Niagaindo.com, Jambi- Drs. H. Arpani, Anggota Tim Ahli Gubernur Jambi Bidang Keuangan Daerah, hari ini Senin (4/11/2024) mengcounter adanya isu yang mengatakan Anggaran Pendapatan dan Belanja Daerah (APBD) tahun 2025 terjadi penurunan sebesar Rp 833 miliar. Menurut Arpani, belum tentu semuanya itu akurat dan benar.
Merespons artikel yang diterbitkan Pada tanggal 3 November 2024 oleh sejumlah Medsos lokal, Jambi. Kami aggap perlu melakukan Klarifikasi, untuk memastikan publik memperoleh informasi yang akurat dan tidak disesatkan oleh pernyataan-pernyataan pembenci (haters) yang seringkali hanya berdasarkan asumsi, tanpa menggunakan data dan informasi yang valid.
“ Penilaian penurunan APBD 2025 ini dinilai terlalu dini, mengingat Rancangan APBD (RAPBD) 2025 masih dalam tahap pembahasan Kebijakan Umum Anggaran (KUA) dan PPAS (Prioritas Plafon Anggaran Sementara) masih di Dewan Perwakilan Rakyat Daerah (DPRD) Jambi.

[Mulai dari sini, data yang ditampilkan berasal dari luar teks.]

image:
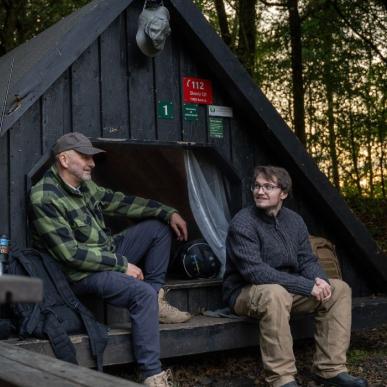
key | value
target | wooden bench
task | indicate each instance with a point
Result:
(205, 334)
(22, 368)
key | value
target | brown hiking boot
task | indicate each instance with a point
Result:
(163, 379)
(168, 314)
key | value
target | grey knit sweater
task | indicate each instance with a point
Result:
(262, 249)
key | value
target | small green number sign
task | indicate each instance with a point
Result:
(190, 112)
(165, 110)
(215, 127)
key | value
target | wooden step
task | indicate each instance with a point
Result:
(206, 334)
(19, 368)
(193, 296)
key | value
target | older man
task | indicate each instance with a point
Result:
(127, 269)
(271, 273)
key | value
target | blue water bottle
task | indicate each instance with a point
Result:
(4, 250)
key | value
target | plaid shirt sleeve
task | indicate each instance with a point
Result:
(135, 207)
(60, 241)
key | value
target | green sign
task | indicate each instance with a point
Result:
(190, 112)
(215, 127)
(165, 110)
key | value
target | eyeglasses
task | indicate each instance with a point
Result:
(266, 187)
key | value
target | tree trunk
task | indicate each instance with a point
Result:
(297, 78)
(328, 83)
(354, 153)
(247, 37)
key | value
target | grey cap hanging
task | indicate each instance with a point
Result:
(153, 30)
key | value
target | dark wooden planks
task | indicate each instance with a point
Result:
(242, 154)
(4, 184)
(25, 151)
(114, 80)
(204, 334)
(85, 86)
(19, 367)
(167, 86)
(223, 145)
(56, 111)
(141, 83)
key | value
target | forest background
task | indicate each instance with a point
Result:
(322, 63)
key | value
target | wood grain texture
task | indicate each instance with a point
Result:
(25, 151)
(141, 83)
(86, 107)
(56, 112)
(114, 81)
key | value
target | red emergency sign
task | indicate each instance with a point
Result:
(197, 90)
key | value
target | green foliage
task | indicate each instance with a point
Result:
(21, 20)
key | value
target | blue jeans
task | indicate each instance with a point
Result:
(147, 245)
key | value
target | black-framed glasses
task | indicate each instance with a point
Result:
(266, 187)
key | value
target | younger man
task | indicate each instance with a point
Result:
(271, 273)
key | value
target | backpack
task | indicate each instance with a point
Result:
(59, 314)
(325, 251)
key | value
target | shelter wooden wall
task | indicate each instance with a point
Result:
(112, 91)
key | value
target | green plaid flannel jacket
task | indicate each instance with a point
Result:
(69, 224)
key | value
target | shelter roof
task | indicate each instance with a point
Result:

Selanjutnya akan dibahas dalam rapat Badan Anggaran (Banggar) yang dijadwalkan melalui rapat Badan Musyawarah (Bamus).”
Lebih jauh, Anggota Tim Ahli Gubernur Jambi Bidang Keuangan Daerah (Drs. H. Arpani) menjelaskan. Rancangan KUA- PPAS, untuk APBD 2025 sebesar Rp. 4,36 T. Jika hal yang sama dibandingkan dengan Tahun 2024. Sebesar Rp.4,32 T, maka Rancangan APBD tahun 2025 mengalami peningkatan. Oleh karena itu, jika ingin membandingkan harus “apple to apple,” jangan menggunakan statistic comparative.
Sekedar untuk diketahui, total dana perimbangan Provinsi Jambi tahun 2024 sebesar Rp. 2,42 triliun itu terdiri atas Dana Bagi Hasil (DBH) sebesar Rp. 380,3 milliar, Dana Alokasi Umum (DAU) Rp. 1,38 triliun, Dana Alokasi Khusus (DAK) sebesar Rp. 667,38 milliar. Hingga bulan Juni 2024, total dana perimbangan yang sudah direalisir mencapai Rp. 1,29 triliun atau 53,3%.

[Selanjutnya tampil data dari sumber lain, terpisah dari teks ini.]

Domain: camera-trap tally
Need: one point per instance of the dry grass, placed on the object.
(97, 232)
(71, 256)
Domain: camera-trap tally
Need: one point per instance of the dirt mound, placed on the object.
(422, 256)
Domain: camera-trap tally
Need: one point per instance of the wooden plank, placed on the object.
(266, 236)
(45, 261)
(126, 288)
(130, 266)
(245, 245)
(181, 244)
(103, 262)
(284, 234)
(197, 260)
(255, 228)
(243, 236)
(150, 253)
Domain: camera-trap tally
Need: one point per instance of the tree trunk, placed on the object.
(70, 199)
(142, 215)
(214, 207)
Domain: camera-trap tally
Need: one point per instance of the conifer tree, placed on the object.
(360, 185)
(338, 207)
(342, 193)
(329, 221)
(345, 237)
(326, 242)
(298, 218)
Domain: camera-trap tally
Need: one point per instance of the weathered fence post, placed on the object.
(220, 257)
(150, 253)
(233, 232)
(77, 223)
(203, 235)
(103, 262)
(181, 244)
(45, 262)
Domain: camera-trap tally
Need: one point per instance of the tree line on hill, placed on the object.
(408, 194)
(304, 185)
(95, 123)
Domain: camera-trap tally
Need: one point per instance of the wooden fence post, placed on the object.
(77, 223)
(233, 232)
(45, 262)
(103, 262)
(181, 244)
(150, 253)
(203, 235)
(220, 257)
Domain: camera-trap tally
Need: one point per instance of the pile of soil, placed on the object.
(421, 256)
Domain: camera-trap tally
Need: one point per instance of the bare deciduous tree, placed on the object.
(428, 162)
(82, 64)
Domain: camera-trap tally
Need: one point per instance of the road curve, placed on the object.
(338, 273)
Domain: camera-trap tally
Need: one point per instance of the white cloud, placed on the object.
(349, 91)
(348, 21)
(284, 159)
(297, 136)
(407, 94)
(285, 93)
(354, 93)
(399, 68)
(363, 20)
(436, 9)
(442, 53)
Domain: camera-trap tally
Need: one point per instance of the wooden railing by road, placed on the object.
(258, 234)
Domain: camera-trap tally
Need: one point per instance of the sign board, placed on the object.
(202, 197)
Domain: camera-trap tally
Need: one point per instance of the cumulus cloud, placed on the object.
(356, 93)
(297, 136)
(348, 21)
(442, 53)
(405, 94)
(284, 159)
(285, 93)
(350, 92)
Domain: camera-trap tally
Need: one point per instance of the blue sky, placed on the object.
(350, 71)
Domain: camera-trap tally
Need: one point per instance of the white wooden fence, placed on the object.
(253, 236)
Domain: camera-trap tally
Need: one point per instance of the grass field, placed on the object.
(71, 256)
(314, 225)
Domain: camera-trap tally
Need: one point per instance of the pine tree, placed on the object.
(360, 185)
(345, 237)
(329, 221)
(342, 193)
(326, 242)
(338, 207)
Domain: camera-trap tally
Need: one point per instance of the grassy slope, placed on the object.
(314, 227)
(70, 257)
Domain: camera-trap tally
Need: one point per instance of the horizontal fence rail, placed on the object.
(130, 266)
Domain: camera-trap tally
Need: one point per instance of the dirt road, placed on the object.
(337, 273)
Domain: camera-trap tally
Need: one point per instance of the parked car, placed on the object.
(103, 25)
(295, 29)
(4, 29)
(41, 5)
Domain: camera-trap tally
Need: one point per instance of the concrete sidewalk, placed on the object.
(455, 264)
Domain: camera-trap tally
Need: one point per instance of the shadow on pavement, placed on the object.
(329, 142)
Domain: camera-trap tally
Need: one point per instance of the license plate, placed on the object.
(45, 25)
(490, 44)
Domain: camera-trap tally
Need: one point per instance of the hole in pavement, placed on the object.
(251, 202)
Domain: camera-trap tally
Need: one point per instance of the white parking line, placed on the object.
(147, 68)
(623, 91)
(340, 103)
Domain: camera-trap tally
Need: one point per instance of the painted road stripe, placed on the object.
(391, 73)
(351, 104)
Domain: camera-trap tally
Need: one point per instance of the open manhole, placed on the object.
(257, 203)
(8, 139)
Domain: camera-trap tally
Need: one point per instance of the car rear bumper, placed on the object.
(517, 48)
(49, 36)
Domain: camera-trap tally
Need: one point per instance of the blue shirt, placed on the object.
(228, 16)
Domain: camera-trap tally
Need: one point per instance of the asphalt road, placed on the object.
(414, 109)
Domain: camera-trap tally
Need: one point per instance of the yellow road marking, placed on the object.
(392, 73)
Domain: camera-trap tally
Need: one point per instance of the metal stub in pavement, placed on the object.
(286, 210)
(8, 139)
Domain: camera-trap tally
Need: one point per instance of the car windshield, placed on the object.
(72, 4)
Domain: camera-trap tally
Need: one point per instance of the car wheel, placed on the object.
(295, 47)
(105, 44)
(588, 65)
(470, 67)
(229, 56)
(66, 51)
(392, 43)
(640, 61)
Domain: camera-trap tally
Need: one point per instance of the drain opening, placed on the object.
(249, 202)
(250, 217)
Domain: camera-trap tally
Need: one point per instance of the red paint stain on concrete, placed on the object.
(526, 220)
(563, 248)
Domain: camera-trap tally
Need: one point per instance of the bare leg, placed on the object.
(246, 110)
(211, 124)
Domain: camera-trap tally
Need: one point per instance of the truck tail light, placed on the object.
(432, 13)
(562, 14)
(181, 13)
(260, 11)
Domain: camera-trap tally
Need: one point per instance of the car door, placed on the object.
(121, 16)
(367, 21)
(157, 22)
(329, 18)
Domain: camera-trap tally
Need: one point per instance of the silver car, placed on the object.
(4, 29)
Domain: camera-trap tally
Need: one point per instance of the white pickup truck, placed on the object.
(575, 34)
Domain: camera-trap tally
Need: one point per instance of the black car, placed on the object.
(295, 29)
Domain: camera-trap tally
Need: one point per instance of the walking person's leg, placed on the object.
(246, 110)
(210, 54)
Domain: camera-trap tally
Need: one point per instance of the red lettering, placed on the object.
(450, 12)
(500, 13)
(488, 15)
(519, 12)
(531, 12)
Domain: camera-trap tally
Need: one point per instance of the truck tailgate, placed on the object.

Drs. H. Arpani juga menjelaskan, tentang DBH, telah disalurkan sebesar 89,37%%, DAU sudah disalurkan sebesar 52%, dan DAK sudah disalurkan sebesar 35,5%. Secara keseluruhan pengelolaan dana sudah baik. Hanya alokasi DAK yang masih rendah, hal ini akan di lalakukan koordinasi pada Pemerintah Pusat. Agar bisa dialokasikan lebih intensif.
Menurut Drs. H. Arpani, kalau penulis Artikel yang mengatakan APBD Provinsi Jambi tahun 2025 terjadi penurunan sebesar Rp. 833 miliar. Berdasarkan Perbandingan dengan APBD tahun 2024, dinilainya kurang tepat. Alasannya, APBD Murni (anggaran awal yang disahkan dalam APBD 2024), di pertengah tahun ada Perubahan Penyesuaian Anggaran (PPA), sebagai tambahan Anggaran.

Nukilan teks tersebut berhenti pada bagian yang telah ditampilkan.